That Moment When….

Last night Deborah and I did our book talk at Arlington Central Library, DC. We’ve done these many times; her memoir Counting Down is a deep dive into a personal adoption story, while my book Fall or Fly is journalism storytelling about the system as it operates in rural Appalachia. cover

We’ve fielded many questions during our 20+ talks together, and at almost every venue–library, bookstore, adoption expo, whatever it was–foster parents have been part of the audience. In Asheville’s Malaprops, a newly licensed couple sat on the front row, hoping their phone would go off during our time together. (It did, but it was a sales call. You never saw so many disappointed audience members.) At Quail Books in NC, parents asked about how to help their 11-year-old daughter communicate in safety with her birth mom.

Last night, two foster parents who had already read Fall or Fly expressed appreciation for its straight talk about two subjects the prep classes and society in general tend to avoid: love and money. One woman talked about how, the first time she held her first foster son in the middle of the night as he cried, she had a “freak out” moment because, “I had no idea who this kid was. He didn’t smell like my birth children, he didn’t react the way my birth children did, he didn’t know me and I didn’t know him, but here I am with him in his onesie and me in my robe, trying to tell him it’s okay and he can sleep safe. There’s nothing about those classes that can get you ready for this. Finally, I don’t feel like a failure. I know other people had this feeling too.”counting cover

Another foster mom was struggling with the fact that the adoption agency had presented her with a “perfect match,” but she and the teen girl were struggling to know one another. “No click, I guess, is the best way to put it. She was perfect on paper, everything I wanted. And like the woman in your book says, ‘You don’t get to choose your bio kids for the qualities you want most. They are yours, and your responsibility.’ So I don’t know, do I take it as a job now for a future of love, or will love never come?” She paused, then turned to me. “You have no idea how grateful I am that someone has talked about this in print.”

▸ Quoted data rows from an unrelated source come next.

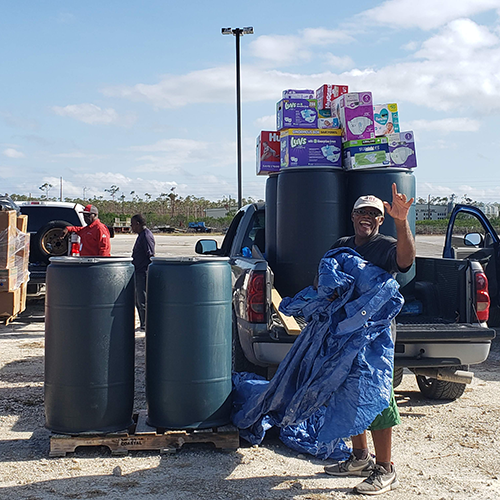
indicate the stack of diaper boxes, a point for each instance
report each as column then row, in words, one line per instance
column 334, row 127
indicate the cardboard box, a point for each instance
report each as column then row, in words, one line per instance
column 402, row 150
column 296, row 113
column 9, row 279
column 327, row 93
column 10, row 303
column 298, row 94
column 311, row 148
column 268, row 152
column 325, row 119
column 23, row 295
column 355, row 113
column 8, row 232
column 386, row 119
column 22, row 223
column 366, row 153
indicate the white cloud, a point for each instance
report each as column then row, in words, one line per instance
column 339, row 62
column 266, row 122
column 13, row 153
column 172, row 154
column 92, row 114
column 447, row 125
column 425, row 14
column 285, row 49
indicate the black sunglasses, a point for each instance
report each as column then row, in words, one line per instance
column 371, row 213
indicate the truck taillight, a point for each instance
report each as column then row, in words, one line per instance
column 256, row 299
column 482, row 297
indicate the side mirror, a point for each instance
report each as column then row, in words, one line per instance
column 206, row 247
column 473, row 239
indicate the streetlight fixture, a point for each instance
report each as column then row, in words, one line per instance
column 238, row 32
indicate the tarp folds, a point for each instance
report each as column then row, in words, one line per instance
column 337, row 377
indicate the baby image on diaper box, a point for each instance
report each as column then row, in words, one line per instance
column 327, row 93
column 355, row 113
column 386, row 119
column 296, row 113
column 268, row 152
column 326, row 120
column 402, row 150
column 311, row 148
column 366, row 153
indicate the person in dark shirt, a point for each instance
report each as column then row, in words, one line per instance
column 393, row 255
column 144, row 249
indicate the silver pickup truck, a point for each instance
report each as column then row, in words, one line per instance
column 438, row 344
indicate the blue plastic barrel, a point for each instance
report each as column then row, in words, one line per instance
column 89, row 344
column 188, row 342
column 311, row 215
column 271, row 199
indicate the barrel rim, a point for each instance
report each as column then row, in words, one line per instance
column 189, row 259
column 89, row 260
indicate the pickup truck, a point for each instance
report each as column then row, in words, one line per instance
column 46, row 220
column 437, row 341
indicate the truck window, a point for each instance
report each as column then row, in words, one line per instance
column 39, row 216
column 256, row 232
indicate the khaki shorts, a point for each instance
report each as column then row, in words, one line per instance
column 388, row 418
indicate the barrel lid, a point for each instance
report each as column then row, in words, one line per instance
column 189, row 259
column 89, row 260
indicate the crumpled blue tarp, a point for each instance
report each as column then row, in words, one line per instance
column 337, row 377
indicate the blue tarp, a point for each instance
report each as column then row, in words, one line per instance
column 337, row 377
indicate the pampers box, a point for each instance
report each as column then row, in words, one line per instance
column 386, row 119
column 402, row 150
column 327, row 93
column 268, row 152
column 366, row 153
column 355, row 113
column 325, row 119
column 298, row 94
column 296, row 113
column 311, row 148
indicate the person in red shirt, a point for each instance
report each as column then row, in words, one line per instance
column 94, row 236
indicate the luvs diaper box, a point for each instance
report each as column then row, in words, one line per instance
column 366, row 153
column 327, row 93
column 355, row 113
column 298, row 94
column 402, row 150
column 268, row 152
column 386, row 119
column 296, row 113
column 311, row 148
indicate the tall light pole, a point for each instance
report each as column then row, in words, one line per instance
column 238, row 32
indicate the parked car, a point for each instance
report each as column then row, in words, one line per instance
column 437, row 344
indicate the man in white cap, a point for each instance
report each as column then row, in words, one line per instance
column 392, row 255
column 95, row 235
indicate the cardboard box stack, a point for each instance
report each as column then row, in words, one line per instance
column 334, row 128
column 14, row 258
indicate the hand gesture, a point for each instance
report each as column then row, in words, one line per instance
column 400, row 207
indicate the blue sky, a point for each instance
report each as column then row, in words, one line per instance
column 142, row 94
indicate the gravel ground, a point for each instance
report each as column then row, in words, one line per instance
column 443, row 450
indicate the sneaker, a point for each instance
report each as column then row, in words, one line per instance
column 351, row 467
column 379, row 481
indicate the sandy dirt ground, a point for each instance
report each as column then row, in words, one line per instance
column 442, row 450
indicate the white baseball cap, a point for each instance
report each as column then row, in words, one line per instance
column 369, row 201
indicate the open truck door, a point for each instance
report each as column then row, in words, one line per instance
column 481, row 244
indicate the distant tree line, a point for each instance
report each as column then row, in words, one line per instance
column 167, row 209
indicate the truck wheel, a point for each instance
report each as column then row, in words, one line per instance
column 439, row 389
column 48, row 241
column 240, row 362
column 397, row 377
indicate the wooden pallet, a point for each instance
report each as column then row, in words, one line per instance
column 142, row 437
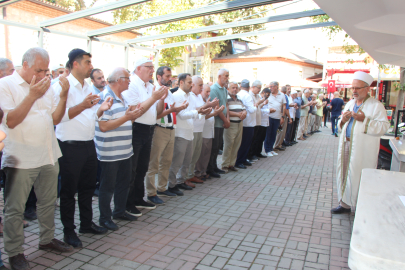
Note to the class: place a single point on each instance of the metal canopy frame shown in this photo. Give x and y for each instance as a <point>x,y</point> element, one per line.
<point>91,11</point>
<point>283,17</point>
<point>253,33</point>
<point>183,15</point>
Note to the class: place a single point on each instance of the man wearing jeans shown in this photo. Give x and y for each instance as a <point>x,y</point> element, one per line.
<point>31,152</point>
<point>336,110</point>
<point>276,102</point>
<point>114,149</point>
<point>219,91</point>
<point>141,91</point>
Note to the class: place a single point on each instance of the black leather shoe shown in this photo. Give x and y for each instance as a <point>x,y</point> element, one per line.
<point>183,186</point>
<point>219,171</point>
<point>94,229</point>
<point>110,225</point>
<point>72,239</point>
<point>214,174</point>
<point>340,210</point>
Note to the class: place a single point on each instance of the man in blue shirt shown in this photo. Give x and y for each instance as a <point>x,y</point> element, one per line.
<point>337,105</point>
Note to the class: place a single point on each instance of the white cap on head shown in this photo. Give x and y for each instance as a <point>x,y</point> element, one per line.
<point>362,76</point>
<point>56,67</point>
<point>141,61</point>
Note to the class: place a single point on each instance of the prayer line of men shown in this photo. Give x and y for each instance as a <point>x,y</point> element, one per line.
<point>129,129</point>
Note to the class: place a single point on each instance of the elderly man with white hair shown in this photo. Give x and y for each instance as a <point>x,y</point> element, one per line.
<point>141,91</point>
<point>219,91</point>
<point>362,124</point>
<point>114,149</point>
<point>31,152</point>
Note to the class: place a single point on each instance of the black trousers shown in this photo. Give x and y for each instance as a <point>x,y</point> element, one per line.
<point>296,123</point>
<point>78,171</point>
<point>216,144</point>
<point>141,142</point>
<point>259,136</point>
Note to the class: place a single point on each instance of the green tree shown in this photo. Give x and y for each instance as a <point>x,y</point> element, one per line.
<point>172,56</point>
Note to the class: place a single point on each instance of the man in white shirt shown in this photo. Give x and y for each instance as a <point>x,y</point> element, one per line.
<point>183,142</point>
<point>78,165</point>
<point>141,91</point>
<point>161,153</point>
<point>277,101</point>
<point>30,156</point>
<point>195,95</point>
<point>98,80</point>
<point>249,124</point>
<point>258,102</point>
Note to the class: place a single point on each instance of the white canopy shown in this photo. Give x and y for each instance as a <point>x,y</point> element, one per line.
<point>376,25</point>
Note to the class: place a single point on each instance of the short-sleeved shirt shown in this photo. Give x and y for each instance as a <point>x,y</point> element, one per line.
<point>304,111</point>
<point>336,104</point>
<point>235,106</point>
<point>221,94</point>
<point>276,102</point>
<point>32,143</point>
<point>116,144</point>
<point>298,100</point>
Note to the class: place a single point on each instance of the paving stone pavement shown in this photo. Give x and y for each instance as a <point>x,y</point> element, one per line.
<point>273,215</point>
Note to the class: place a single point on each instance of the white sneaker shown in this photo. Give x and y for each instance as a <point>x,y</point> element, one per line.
<point>269,154</point>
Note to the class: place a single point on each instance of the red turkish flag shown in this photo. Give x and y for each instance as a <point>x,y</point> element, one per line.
<point>331,86</point>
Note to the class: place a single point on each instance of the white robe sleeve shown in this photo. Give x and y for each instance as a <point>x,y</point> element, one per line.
<point>377,125</point>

As a writer, there is nothing in the world so rewarding as hearing someone say that. That a person has found themselves in your words, identified and no longer alone, is the most energizing thing an author can hear. I’m glad you don’t feel so isolated any more, that the stories are out there, and that people are hearing them at last.

 

 

The Sweater

I came to Charlottesville for the VA Festival of the Book and enjoyed my day out, eating excellent foods from distinctive cooking traditions and haunting yarn shops. Yesterday I listened to three writers in two panels discuss their work and how it comes together, and it was good info. My panel is this morning, talking about Appalachia as stereotype and reality in economics, foster care, and history.

IMG_3588But I have been these last ten weeks in Fayetteville, West Virginia, a town with a different ethos. This is what I wore in Fayetteville quite a bit, and people would stop me and say, “I love that t-shirt, and your sweater is beautiful. Did you make it yourself?” I saw one woman cross the street to come talk to me, and the first thing she did was fondle my sweater.

Here in Charlottesville, the city of wealth, people are not lame or demeaning. Don’t get that idea. But they look at my sweater and avoid making eye contact. The night I pulled into the hotel at 11:30 pm, lugging my worldly goods in a laundry basket (didn’t have any luggage with me at the writing residency) the desk clerk said, “May I help you?” When I said “Welch,” she looked at me for a moment, then blinked.

“Oh, you have a reservation.” And her fingers flew. So it was only a second there that she wondered why this road-haggard woman with the dandelion fluff hair and the fuzzy sweater carrying a laundry basket was standing at the counter.

Friday, I went out with my sweater to see the world, Charlottesville style. On the Pedestrian Mall (socks $25, earrings $30) people glanced at my sweater and looked away again. I know what they were thinking, “Gee, I wish I had a sweater that pretty.”